In the sum, given an observed signal mixture  <math>\mathbf{x}</math>, the corresponding set of extracted signals  <math>\mathbf{y}</math>  and source signal model <math>p_{\mathbf{s}}=g'</math>,  we can find the optimal unmixing matrix <math>\mathbf{W}</math>, and make the extracted signals independent and non-gaussian. Like the projection pursuit situation, we can use gradient descent method to find the optimal solution of the unmixing matrix.

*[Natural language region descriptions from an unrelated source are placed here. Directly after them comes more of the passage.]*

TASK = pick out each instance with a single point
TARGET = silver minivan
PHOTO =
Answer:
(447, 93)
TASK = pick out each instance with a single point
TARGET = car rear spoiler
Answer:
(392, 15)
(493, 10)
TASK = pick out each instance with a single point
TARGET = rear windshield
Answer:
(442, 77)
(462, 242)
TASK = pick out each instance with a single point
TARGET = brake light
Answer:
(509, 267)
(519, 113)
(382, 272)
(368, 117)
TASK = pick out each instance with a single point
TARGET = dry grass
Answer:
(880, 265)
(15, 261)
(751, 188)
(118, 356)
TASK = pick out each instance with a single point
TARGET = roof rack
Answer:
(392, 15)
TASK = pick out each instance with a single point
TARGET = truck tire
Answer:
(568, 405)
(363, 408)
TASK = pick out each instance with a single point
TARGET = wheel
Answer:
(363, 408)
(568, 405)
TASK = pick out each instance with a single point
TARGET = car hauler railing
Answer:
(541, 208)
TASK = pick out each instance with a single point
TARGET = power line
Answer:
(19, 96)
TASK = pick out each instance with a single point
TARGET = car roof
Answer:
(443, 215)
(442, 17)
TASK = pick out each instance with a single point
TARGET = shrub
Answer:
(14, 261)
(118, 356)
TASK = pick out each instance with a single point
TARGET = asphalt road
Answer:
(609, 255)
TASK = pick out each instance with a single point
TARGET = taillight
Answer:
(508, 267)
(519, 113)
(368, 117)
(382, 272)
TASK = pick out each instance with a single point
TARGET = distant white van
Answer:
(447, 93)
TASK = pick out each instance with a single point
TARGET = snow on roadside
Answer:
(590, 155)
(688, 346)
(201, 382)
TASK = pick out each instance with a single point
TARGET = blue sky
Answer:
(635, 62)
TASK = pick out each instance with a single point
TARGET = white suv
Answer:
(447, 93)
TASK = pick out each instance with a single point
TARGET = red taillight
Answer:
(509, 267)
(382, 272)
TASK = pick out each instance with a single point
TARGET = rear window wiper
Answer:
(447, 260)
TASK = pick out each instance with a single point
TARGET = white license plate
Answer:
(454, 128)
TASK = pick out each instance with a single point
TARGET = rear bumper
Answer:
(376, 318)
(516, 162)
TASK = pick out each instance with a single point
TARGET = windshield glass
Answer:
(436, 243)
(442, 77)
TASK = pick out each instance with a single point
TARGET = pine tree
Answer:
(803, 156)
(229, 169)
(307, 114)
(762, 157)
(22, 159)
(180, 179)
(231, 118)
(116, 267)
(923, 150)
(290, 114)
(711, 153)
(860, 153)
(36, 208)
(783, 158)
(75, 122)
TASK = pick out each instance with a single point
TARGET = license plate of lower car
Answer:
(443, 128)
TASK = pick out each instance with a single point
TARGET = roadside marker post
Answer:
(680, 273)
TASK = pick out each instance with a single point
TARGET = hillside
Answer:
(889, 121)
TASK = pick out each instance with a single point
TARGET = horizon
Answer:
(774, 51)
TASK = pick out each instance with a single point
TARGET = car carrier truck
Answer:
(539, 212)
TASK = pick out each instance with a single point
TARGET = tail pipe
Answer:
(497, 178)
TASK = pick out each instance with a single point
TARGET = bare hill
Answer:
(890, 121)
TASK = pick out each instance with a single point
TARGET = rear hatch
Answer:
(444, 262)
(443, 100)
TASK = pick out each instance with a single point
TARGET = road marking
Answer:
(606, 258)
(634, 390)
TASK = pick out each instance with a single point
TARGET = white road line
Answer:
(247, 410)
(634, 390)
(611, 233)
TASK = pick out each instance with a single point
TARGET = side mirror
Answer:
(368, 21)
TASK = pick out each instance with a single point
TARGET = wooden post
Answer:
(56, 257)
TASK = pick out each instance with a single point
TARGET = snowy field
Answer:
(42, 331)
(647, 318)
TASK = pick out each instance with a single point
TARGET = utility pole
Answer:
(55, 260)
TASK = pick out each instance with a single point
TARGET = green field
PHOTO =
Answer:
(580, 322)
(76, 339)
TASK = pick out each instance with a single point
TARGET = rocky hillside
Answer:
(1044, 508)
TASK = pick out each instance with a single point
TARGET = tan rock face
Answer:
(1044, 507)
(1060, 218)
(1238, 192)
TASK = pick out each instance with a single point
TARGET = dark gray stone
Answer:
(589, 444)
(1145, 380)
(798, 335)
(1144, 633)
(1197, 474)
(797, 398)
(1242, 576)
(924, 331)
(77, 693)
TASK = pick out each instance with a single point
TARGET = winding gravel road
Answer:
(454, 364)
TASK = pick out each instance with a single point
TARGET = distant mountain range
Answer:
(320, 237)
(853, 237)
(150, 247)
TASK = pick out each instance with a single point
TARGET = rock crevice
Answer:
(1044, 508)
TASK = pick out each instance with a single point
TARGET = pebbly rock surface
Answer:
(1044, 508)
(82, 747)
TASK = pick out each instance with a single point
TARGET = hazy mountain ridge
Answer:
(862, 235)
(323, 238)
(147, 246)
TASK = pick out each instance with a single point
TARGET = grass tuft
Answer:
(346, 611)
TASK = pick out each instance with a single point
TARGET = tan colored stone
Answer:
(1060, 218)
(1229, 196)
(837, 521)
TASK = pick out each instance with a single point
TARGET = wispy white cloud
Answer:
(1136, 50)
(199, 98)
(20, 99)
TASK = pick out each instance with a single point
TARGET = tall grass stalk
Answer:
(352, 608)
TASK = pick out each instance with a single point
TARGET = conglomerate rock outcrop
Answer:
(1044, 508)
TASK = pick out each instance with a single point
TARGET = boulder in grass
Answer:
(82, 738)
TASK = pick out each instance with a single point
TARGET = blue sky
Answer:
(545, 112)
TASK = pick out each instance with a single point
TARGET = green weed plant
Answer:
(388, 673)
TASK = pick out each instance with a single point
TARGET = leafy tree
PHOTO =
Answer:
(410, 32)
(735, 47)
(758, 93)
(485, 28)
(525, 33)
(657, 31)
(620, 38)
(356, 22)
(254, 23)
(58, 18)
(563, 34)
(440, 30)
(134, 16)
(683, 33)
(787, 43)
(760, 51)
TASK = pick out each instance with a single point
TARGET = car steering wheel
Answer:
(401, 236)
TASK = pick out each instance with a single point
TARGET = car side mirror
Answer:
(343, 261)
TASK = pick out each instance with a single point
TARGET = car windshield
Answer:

=== Based on maximum likelihood estimation ===

'''[[Maximum likelihood]] estimation (MLE)''' is a standard statistical tool for finding parameter values (e.g. the unmixing matrix <math>\mathbf{W}</math>) that provide the best fit of some data (e.g., the extracted signals <math>y</math>) to a given a model (e.g., the assumed joint probability density function (pdf) <math>p_s</math> of source signals).<ref name="ReferenceA"/>

The '''ML''' "model" includes a specification of a pdf, which in this case is the pdf <math>p_s</math> of the unknown source signals <math>s</math>. Using '''ML ICA''', the objective is to find an unmixing matrix that yields extracted signals <math>y = \mathbf{W}x</math> with a joint pdf as similar as possible to the joint pdf <math>p_s</math> of the unknown source signals <math>s</math>.

'''MLE''' is thus based on the assumption that if the model pdf <math>p_s</math> and the model parameters <math>\mathbf{A}</math> are correct then a high probability should be obtained for the data <math>x</math> that were actually observed. Conversely, if <math>\mathbf{A}</math> is far from the correct parameter values then a low probability of the observed data would be expected.

Using '''MLE''', we call the probability of the observed data for a given set of model parameter values (e.g., a pdf <math>p_s</math> and a matrix <math>\mathbf{A}</math>) the ''likelihood'' of the model parameter values given the observed data.

We define a ''likelihood'' function <math>\mathbf{L(W)}</math> of <math>\mathbf{W}</math>:

<math>\mathbf{ L(W)} = p_s (\mathbf{W}x)|\det \mathbf{W}|. </math>

This equals to the probability density at <math>x</math>, since <math>s = \mathbf{W}x</math>.

Thus, if we wish to find a <math>\mathbf{W}</math> that is most likely to have generated the observed mixtures <math>x</math> from the unknown source signals <math>s</math> with pdf <math>p_s</math> then we need only find that <math>\mathbf{W}</math> which maximizes the ''likelihood'' <math>\mathbf{L(W)}</math>. The unmixing matrix that maximizes equation is known as the '''MLE''' of the optimal unmixing matrix.

It is common practice to use the log ''likelihood'', because this is easier to evaluate. As the logarithm is a monotonic function, the <math>\mathbf{W}</math> that maximizes the function <math>\mathbf{L(W)}</math> also maximizes its logarithm <math>\ln \mathbf{L(W)}</math>. This allows us to take the logarithm of equation above, which yields the log ''likelihood'' function

<math>\ln \mathbf{L(W)} =\sum_{i}\sum_{t} \ln p_s(w^T_ix_t) + N\ln|\det \mathbf{W}|</math>

If we substitute a commonly used high-[[Kurtosis]] model pdf for the source signals <math>p_s = (1-\tanh(s)^2)</math> then we have

<math>\ln \mathbf{L(W)} ={1 \over N}\sum_{i}^{M} \sum_{t}^{N}\ln(1-\tanh(w^T_i x_t )^2) + \ln |\det \mathbf{W}|</math>

This matrix <math>\mathbf{W}</math> that maximizes this function is the '''''[[maximum likelihood]] estimation'''''.